Cela ne répond toujours pas à la question. Si _goussets _et _gorges _veulent dire la même chose, pourquoi les utiliser doublement dans la même expression ?


----------



## Lly4n4

Je dirai : 
La gorge (comme dans "soutien-gorge") = la poitrine
Les gorges (du corset) = les parties en creux qui soutiennent / compriment les seins
Les goussets = pièces de tissu triangulaires que l'on met par exemple pour plus d'aisance sous l'aisselle (raccord entre la manche).

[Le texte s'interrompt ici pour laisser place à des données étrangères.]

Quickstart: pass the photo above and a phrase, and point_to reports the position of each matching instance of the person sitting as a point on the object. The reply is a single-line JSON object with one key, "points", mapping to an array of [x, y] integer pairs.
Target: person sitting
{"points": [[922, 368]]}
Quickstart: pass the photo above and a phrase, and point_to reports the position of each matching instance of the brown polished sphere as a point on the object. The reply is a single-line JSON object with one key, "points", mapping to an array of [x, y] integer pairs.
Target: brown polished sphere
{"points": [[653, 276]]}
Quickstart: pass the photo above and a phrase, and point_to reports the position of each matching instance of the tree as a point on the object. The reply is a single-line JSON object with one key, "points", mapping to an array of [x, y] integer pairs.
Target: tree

Hypothèse : Les gorges à gousset = les parties du corset préformées à l'aide de goussets qui rigidifient le tout, par opposition à un corset où il n'y a pas les deux creux pour accueillir les seins ?


----------



## Xence

Est-ce que _chiarel _pourrait éventuellement nous donner les références de sa phrase (auteur, oeuvre, année, etc.) ? Ça nous aiderait peut-être à y voir plus clair...


----------



## putakli

Ecrire et lire posent deux problèmes différents. L'un est faire comprendre au lecteur ce qu'on veut dire, l'autre de comprendre ce que l'auteur veut dire.
Il est tout à fait courant de répéter la même chose avec des mots différents pour être sûr d'être bien compris, tandis que quand on ne comprend pas, c'est qu'on est piégé. Dans ce cas le problème était de comprendre à partir de ce qui était écrit.
La définition que donne l'adjudant de la dispersion est parfaitement compréhensible: "la dispersion, c'est la chose que, quand un obus ne suit pas tout à fait sa trajectoire, il tombe un peu à côté de son point de chute." En expliquant correctement, on risque de ne pas se faire comprendre.


----------



## Xence

> Il est tout à fait courant de répéter la même chose avec des mots différents pour être sûr d'être bien compris,



Si je vous suis bien, putakli, vous êtes en train de justifier le fait que l'auteur puisse utiliser "gousset" et "gorge" comme synonymes. Cela reviendrait, en quelque sorte, à parler de "_goussets à gousset_" ou de "_gorges à gorge_". Personnellement, je trouve cette interprétation étrange, pour le moins, et je n'ai pas non plus l'impression qu'elle corresponde à une tournure si courante que ça dans la langue française.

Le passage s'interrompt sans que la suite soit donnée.